Before the 2019 election, journalist Paul Mason advised this strategy. Noting that Leave-voting areas were switching away from Labour, he called for winning them back not by respecting the Leave vote but by emphasising Labour’s support for Nato and nuclear weapons. Mason read the Leave vote as straightforwardly right wing and projected other right-wing attitudes onto it which he then advised Labour to appease. But the idea that the working class are pro-war is not evidenced. 

The left should neither concede reactionary positions in the hope of winning over working-class votes nor reject working-class voters on the assumption that they hold reactionary positions. It should fight for socialist positions and seek to engage and persuade.

In the process it may be pleasantly surprised, as we discovered in 2017 when Corbyn came out for a foreign policy based on peace and internationalism, which proved unexpectedly popular. The salient example from the recent elections is the CWU’s Hartlepool polling showing support for nationalisations and raising public-sector wages. There is a real “progressive majority” on most economic questions — polls consistently show that most people want the railways or gas and electric back in public hands. But there is no large political party strongly advocating those positions. When there was, in 2017, it made enormous gains.

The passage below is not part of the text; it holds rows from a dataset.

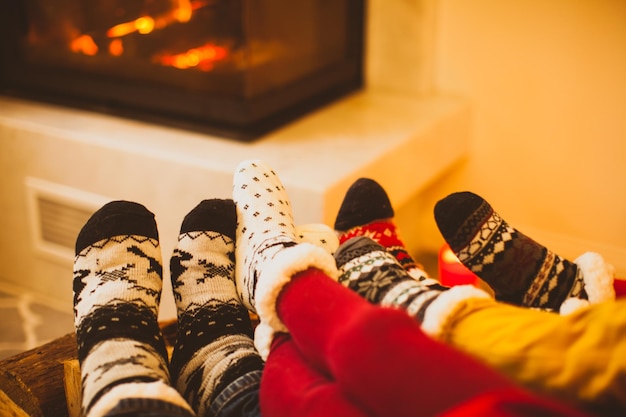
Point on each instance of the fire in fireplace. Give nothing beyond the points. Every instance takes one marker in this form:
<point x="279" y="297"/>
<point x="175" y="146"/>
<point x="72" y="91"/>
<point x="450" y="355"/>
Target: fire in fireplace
<point x="238" y="68"/>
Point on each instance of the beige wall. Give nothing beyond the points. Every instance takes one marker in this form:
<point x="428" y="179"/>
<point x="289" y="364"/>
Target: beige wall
<point x="547" y="82"/>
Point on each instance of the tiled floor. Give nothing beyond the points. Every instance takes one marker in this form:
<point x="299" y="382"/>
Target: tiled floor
<point x="27" y="323"/>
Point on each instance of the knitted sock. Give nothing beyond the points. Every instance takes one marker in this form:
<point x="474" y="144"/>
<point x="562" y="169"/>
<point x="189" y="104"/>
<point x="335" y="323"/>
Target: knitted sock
<point x="367" y="211"/>
<point x="117" y="287"/>
<point x="214" y="348"/>
<point x="372" y="272"/>
<point x="267" y="250"/>
<point x="519" y="270"/>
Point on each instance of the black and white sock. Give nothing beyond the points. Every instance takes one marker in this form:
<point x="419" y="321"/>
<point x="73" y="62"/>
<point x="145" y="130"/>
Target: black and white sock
<point x="518" y="269"/>
<point x="117" y="288"/>
<point x="367" y="211"/>
<point x="370" y="270"/>
<point x="214" y="363"/>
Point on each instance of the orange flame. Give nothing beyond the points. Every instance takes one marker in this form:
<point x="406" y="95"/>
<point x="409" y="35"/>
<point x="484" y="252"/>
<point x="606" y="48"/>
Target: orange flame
<point x="202" y="57"/>
<point x="84" y="44"/>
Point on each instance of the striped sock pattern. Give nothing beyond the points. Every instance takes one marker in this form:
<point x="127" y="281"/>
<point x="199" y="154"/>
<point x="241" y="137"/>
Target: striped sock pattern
<point x="117" y="288"/>
<point x="214" y="347"/>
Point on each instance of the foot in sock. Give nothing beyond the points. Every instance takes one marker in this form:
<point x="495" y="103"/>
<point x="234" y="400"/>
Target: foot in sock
<point x="267" y="249"/>
<point x="519" y="270"/>
<point x="375" y="274"/>
<point x="117" y="287"/>
<point x="366" y="211"/>
<point x="214" y="352"/>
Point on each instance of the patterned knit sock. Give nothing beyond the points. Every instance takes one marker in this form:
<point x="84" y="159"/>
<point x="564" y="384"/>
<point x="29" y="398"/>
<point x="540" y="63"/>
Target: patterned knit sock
<point x="372" y="272"/>
<point x="117" y="287"/>
<point x="214" y="360"/>
<point x="267" y="249"/>
<point x="367" y="211"/>
<point x="519" y="270"/>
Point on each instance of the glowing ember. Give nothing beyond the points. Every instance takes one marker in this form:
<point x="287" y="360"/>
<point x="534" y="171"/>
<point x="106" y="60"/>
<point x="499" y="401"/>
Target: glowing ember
<point x="84" y="44"/>
<point x="202" y="57"/>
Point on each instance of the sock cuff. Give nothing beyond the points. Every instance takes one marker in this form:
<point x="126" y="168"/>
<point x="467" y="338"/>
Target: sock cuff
<point x="443" y="308"/>
<point x="276" y="274"/>
<point x="598" y="276"/>
<point x="157" y="390"/>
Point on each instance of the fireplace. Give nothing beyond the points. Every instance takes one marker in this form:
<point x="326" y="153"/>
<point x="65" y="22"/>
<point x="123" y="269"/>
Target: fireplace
<point x="237" y="68"/>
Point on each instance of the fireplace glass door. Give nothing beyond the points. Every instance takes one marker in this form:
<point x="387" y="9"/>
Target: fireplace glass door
<point x="236" y="67"/>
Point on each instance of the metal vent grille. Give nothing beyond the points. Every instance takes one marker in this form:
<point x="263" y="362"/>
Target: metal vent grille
<point x="57" y="213"/>
<point x="60" y="223"/>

Politics moves on and we cannot simply reset to 2017. The Tories are reconfiguring the political landscape in their favour and the damage done by Labour’s Remain shift and Starmer’s war on his own party will not be easy to reverse. But understanding why we won when we were winning is vital to turning things around.

That should inform the immediate changes of course that the left wants from Labour. Rebuilding in communities means listening — not to focus groups, but to people in them, including its own members. If Labour HQ thought it knew better than local CLPs as to what makes a successful candidate, its imposition of Paul Williams on Hartlepool has shown how wrong it was. There should be no more selections fixed by the party machine — local members should decide who their candidates are.

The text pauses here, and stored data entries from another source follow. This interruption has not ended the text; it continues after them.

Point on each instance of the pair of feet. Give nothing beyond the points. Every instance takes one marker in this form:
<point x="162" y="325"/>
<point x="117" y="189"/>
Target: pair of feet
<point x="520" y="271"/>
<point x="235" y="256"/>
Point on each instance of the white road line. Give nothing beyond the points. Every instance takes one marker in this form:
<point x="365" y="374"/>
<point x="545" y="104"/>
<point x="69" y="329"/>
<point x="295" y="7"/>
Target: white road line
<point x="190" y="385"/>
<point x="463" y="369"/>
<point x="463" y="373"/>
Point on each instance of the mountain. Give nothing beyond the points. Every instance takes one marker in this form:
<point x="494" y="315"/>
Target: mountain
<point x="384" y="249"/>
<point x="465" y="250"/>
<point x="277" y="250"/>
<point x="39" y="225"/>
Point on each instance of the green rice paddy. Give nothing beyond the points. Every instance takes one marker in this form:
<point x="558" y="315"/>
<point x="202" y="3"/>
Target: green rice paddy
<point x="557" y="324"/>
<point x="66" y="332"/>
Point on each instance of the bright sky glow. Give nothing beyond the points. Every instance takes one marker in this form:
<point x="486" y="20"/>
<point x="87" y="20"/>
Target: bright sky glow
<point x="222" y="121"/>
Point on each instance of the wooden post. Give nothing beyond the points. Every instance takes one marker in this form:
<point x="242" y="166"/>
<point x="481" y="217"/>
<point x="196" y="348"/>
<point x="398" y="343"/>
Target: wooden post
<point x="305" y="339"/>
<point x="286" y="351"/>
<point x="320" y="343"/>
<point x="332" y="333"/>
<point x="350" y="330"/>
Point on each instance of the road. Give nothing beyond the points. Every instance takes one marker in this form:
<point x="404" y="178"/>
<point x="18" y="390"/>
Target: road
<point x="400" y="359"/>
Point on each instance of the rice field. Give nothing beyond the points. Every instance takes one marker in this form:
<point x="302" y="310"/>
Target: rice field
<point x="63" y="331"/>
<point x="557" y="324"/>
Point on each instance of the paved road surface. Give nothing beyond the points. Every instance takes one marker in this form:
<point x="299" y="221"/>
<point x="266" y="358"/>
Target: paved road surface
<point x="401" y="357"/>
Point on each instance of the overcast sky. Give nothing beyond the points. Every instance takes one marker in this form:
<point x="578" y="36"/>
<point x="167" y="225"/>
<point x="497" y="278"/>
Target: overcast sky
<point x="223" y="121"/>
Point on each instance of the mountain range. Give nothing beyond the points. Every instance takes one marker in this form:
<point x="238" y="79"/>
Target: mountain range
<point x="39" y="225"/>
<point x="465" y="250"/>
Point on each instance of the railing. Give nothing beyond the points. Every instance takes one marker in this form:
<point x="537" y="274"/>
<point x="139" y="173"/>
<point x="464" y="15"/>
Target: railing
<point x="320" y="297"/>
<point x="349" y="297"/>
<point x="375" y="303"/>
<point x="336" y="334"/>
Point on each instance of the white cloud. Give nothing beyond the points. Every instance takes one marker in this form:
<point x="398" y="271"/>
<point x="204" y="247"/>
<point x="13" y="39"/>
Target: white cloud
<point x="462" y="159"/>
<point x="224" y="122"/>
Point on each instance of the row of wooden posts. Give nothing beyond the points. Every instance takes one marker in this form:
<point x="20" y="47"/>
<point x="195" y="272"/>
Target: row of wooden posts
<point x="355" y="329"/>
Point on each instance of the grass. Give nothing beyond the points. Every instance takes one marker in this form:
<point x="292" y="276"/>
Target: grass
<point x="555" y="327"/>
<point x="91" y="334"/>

Unfortunately too many at the top think the opposite. Croydon North MP Steve Reed’s reaction to Hartlepool was that Starmer was not the problem — it was Labour itself. This contempt for the membership pervades the parliamentary party and the HQ. As one Labour member told me after the Equality and Human Rights Commission report on anti-semitism, “the report is a long list of ways the party HQ let down the members. But the response is to subject the members to more diktats from party HQ.”

This attitude has to be challenged. Labour will not rebuild while it silences and distrusts its own. 

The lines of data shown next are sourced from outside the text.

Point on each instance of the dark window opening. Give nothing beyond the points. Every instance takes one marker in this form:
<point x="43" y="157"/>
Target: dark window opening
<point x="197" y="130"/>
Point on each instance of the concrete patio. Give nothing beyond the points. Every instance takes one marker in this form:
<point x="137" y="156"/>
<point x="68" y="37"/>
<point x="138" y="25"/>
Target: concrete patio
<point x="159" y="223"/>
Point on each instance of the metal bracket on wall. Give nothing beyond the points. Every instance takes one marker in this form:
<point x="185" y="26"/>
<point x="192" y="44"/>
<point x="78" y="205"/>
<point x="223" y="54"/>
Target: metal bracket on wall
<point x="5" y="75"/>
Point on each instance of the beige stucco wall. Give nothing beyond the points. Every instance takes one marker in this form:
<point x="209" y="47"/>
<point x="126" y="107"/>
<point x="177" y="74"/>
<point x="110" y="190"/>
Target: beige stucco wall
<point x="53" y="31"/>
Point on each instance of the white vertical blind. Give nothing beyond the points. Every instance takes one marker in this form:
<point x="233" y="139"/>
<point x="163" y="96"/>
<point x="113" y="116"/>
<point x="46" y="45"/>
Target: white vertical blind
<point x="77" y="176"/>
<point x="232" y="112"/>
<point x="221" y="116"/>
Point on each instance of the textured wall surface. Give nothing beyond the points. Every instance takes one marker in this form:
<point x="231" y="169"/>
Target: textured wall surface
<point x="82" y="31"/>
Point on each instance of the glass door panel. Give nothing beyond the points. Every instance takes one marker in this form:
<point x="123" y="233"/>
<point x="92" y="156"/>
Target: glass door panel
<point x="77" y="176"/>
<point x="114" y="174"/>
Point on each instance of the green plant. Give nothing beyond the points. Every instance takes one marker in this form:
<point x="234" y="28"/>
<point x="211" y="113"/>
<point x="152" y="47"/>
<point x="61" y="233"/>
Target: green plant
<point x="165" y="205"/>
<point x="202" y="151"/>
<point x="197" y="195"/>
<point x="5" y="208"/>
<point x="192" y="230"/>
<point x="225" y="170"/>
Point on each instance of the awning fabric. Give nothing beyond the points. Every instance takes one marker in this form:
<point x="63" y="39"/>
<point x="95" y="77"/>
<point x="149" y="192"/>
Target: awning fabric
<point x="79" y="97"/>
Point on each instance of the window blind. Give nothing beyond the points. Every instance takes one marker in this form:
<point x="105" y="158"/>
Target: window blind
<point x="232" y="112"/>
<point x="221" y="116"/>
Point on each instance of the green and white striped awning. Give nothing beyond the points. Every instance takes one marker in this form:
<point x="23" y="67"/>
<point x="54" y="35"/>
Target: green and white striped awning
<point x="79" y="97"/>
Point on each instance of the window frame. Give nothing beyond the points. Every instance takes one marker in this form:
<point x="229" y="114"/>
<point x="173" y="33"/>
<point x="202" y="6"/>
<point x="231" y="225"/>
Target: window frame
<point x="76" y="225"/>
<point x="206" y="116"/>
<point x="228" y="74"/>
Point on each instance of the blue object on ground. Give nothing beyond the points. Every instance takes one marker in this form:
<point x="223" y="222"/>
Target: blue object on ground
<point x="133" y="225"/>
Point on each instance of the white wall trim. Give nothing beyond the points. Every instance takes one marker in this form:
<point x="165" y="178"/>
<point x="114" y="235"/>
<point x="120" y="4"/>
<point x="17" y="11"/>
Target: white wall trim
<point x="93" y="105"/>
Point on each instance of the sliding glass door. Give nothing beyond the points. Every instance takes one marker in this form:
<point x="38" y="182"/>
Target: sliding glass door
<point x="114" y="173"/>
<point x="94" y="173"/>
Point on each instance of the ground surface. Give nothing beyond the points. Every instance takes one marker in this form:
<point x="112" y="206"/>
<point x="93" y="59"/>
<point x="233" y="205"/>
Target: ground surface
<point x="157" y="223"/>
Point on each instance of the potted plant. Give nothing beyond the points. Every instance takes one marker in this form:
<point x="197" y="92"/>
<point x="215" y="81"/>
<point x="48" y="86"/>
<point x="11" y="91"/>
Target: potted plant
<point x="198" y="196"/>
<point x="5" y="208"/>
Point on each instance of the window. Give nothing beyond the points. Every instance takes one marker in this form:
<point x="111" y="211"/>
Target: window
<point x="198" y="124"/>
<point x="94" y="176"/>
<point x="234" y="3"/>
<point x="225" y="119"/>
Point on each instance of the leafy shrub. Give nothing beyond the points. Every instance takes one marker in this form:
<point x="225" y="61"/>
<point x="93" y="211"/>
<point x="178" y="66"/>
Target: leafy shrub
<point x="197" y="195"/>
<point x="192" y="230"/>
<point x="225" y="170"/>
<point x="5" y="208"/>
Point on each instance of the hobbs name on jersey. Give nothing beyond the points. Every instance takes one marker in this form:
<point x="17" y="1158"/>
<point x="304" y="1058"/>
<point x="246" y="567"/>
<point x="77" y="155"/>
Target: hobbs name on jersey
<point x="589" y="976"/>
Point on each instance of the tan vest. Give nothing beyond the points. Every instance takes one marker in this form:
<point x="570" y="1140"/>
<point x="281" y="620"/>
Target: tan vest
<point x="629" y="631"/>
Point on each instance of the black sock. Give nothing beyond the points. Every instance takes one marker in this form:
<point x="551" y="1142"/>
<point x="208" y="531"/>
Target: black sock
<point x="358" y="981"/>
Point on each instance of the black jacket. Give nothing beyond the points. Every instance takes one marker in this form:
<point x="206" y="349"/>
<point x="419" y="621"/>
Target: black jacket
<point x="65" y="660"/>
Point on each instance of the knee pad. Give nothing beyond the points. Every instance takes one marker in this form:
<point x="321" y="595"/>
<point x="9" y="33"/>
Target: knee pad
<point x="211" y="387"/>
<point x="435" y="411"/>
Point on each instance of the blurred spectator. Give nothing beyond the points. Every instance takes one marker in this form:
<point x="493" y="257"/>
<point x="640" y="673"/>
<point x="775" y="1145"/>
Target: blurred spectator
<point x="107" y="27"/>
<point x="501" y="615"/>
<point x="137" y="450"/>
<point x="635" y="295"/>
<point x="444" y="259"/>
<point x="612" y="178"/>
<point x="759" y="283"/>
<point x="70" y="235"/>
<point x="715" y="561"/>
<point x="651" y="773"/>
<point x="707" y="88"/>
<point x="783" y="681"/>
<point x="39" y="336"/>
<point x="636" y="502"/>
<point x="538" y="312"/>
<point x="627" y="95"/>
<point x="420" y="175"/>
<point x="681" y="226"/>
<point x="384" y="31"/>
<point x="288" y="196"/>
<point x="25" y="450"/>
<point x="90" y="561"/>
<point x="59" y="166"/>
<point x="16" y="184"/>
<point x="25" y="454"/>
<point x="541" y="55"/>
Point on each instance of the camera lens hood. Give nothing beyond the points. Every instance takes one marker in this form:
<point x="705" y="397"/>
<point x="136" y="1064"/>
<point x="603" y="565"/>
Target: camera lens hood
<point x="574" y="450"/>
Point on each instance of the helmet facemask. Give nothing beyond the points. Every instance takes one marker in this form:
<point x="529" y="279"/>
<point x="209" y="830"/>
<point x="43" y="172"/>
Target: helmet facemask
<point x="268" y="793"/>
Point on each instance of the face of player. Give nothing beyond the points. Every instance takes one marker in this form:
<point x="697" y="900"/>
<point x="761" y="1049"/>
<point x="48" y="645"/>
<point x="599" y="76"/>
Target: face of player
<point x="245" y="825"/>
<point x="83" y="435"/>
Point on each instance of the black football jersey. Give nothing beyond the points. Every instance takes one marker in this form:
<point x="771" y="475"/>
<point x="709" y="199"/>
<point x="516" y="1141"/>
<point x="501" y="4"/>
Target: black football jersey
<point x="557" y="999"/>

For Starmer, Peter Mandelson and the anti-left brigade, that may not matter so long as the left is crushed. But for most MPs and affiliated unions it should. Starmer cannot be allowed to use a defeat he caused to double down on his march to the right and a dictatorial attitude to local parties. The “policy review” should involve the whole party and CLPs should assert their right to debate what they want. 

And the left needs to recognise the scale of the uphill struggle we face. A movement that is repeatedly trounced in elections does not have the luxury of no-platforming others or mocking and belittling people who don’t vote for us. We need to reclaim the spirit of 2017: a majority can be won for socialism. Our difficult task is to do exactly that.